Advancing Voluntary, Informed Consent to Medical Intervention
James Lyons – Weiler, PhDis the Editor-in-Chief at Science, Public Health Policy, and the Law. He earned his PhD in Ecology, Evolution & Conservation in Biology. He won a Postdoctoral in Computational Molecular Biology at Pennsylvania State University, and has served as Senior Research Scientist, and Scientific Director in support of translational research, systems biology, sequence analysis, and the creation of novel algorithmic solutions for the analysis of complex and challenging data.
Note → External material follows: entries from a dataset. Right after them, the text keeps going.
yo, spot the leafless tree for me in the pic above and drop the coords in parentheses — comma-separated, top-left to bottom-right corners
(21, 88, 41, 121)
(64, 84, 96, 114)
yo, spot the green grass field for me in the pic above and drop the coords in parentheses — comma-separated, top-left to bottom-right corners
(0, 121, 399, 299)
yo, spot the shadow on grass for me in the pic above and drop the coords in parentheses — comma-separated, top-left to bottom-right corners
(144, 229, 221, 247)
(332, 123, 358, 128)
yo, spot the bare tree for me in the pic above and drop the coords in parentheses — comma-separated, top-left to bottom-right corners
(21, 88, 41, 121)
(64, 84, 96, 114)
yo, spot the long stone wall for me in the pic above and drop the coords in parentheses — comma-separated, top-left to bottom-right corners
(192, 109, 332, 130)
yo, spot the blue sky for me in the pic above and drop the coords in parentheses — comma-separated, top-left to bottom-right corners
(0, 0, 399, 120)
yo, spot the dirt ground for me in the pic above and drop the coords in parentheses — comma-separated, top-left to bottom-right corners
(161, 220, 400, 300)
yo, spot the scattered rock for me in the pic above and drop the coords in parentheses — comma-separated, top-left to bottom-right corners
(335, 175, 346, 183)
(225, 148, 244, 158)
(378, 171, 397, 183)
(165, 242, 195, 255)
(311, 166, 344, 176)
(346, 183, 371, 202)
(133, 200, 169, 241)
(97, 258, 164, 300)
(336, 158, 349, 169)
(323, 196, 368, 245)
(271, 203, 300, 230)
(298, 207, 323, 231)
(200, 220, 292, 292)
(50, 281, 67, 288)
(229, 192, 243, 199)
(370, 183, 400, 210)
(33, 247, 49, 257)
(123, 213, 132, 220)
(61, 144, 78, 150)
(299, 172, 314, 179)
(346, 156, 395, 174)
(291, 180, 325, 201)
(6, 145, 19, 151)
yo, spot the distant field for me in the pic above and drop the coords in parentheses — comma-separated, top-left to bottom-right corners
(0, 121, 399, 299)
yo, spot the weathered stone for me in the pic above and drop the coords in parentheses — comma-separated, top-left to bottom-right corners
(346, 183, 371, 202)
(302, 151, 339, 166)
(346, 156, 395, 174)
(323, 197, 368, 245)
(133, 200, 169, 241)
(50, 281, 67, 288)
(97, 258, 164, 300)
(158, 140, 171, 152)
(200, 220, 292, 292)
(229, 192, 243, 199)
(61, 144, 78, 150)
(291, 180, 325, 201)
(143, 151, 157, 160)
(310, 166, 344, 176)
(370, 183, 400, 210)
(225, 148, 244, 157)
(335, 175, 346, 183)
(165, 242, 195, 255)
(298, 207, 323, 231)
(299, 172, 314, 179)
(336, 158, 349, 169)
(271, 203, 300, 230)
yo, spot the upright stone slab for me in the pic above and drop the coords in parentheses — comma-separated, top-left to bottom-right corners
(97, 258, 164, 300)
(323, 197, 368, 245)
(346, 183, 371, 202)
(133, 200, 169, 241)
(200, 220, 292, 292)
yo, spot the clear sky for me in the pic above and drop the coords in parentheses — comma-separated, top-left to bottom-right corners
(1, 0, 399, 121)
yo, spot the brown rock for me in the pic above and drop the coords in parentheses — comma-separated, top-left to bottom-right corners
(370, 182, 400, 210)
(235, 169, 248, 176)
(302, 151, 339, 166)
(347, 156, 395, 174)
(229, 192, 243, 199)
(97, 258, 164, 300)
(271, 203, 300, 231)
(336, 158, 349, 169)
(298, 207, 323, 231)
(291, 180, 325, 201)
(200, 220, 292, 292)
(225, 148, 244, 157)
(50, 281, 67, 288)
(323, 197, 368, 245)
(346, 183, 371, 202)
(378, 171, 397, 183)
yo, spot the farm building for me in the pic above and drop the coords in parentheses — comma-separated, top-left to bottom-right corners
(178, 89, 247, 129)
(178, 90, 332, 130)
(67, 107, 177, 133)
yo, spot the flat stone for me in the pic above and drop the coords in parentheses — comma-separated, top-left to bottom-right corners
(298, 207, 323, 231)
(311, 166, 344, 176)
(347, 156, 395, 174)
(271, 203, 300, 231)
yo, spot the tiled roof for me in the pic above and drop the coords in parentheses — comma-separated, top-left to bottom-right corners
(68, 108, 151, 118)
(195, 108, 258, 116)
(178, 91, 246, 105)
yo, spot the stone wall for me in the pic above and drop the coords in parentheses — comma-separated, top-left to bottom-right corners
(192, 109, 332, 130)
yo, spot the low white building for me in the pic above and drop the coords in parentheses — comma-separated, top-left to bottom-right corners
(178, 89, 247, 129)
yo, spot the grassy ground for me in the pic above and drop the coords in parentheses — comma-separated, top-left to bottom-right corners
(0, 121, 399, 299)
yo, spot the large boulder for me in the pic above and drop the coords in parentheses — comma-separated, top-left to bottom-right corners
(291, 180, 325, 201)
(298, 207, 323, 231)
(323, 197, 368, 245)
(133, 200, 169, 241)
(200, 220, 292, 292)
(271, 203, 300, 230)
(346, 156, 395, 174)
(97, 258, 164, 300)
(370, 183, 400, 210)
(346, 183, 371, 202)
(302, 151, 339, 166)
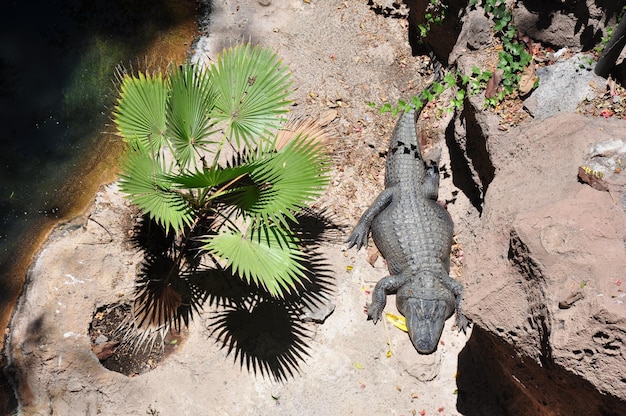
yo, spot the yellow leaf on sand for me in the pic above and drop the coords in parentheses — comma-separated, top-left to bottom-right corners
(354, 362, 364, 369)
(385, 312, 408, 332)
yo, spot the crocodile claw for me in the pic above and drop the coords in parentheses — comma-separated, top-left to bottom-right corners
(456, 314, 471, 334)
(366, 302, 382, 324)
(345, 224, 369, 250)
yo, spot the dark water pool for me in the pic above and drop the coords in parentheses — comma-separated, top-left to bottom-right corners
(0, 0, 197, 410)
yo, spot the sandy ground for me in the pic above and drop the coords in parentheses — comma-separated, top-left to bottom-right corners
(6, 1, 474, 414)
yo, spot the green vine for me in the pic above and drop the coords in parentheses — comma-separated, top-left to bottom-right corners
(595, 6, 626, 55)
(470, 0, 532, 105)
(368, 66, 494, 116)
(418, 0, 449, 38)
(368, 75, 448, 117)
(372, 0, 535, 115)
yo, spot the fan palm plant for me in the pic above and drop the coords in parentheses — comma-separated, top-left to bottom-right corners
(112, 44, 331, 337)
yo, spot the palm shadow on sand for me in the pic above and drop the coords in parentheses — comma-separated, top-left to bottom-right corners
(120, 207, 341, 381)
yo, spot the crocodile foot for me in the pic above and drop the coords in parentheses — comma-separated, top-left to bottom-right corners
(366, 302, 383, 324)
(456, 313, 471, 334)
(345, 223, 369, 250)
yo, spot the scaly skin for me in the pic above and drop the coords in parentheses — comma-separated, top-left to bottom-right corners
(346, 109, 469, 354)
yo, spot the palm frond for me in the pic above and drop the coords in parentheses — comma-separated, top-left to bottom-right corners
(167, 63, 219, 169)
(173, 163, 253, 190)
(275, 110, 337, 150)
(119, 144, 194, 234)
(241, 135, 331, 227)
(209, 43, 292, 148)
(204, 225, 307, 298)
(114, 71, 168, 151)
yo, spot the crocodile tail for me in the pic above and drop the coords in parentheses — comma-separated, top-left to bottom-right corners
(393, 52, 444, 145)
(389, 109, 420, 156)
(387, 52, 443, 163)
(428, 49, 444, 85)
(414, 50, 443, 122)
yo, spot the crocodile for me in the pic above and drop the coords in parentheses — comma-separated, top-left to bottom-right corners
(346, 96, 469, 355)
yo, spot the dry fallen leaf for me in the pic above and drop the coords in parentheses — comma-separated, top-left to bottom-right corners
(518, 63, 537, 95)
(366, 246, 379, 266)
(485, 71, 502, 99)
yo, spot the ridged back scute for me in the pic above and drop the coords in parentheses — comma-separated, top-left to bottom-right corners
(384, 110, 425, 188)
(384, 52, 443, 191)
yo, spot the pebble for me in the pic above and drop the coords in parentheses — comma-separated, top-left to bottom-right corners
(95, 334, 109, 345)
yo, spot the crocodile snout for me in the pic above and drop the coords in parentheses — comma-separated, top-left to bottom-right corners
(402, 298, 450, 354)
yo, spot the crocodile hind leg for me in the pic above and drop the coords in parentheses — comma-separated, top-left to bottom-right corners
(367, 274, 406, 324)
(345, 188, 394, 250)
(423, 160, 440, 200)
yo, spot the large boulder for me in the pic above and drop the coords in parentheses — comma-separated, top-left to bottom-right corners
(513, 0, 623, 50)
(457, 113, 626, 414)
(523, 53, 607, 120)
(409, 0, 622, 63)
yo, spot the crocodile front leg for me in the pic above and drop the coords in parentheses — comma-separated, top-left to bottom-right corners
(345, 188, 394, 250)
(367, 274, 407, 324)
(441, 274, 470, 332)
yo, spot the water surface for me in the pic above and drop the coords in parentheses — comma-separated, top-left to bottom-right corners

A lifelong student, he developed a keen interest to the big questions in biology: how new species are formed, why is there so much species diversity in the tropics? He studied Zoology and Paleoecology at Ohio State University, taking additional courses in Molecular Biology, Molecular Evolution, Plant Biology, Biogeography, and Paleontology, and Population Ecology, and Evolutionary Trends in Flowering Plants. His research project brought him to the Cuyabeno Faunistic Reserve in lowland Amazonian Ecuador, to study (with Dr. Paul Colinvaux) the effects of global climate change on the Amazonian rainforest ecosystem. For those projects, he derived new computational methods for integrating species diversity patterns using ordination methods. He proposed a dynamic environment hypothesis for species diversity in his Master’s Thesis (OSU Link, Google Books Link).
He published twelve papers as a result of his PhD research, and quickly became recognized as a thought leader in the area of complex analysis in biological systems. He developed a new field of inquiry in the area of computational statistics for phylogenetics – the science of estimating species’ evolutionary relationships. It was well known that different algorithms for phylogenetic analysis could give different results given the same data.
Dr. Weiler is author of three books: “Ebola: An Evolving Story“(2019) “Cures vs. Profits: Successes in Translational Research“(2016), and “The Environmental and Genetic Causes of Autism” (2015).
His areas of interest include: Developmental disorders, including but not limited to autism/ASD, biomarker development for complex disorders, immunology, toxicology, cancer biology, collaborative science, integrative translational biomedical research, cancer receptors, phased biomarker development, microarray data analysis, proteomic data analysis, machine-learning based prediction model optimization, information theory.
Given the immense potential for knowledge from biomedical research to reduce human pain and suffering, he does not tolerate unethical or lazy practices in research, and believes that senior faculty members should see junior faculty not as competitors, but as their progeny: their legacy. His popularity with students and researchers from all walks of biomedicine and biology allowed him to branch out from cancer to offer bioinformatics data analysis services to investigators across the campus.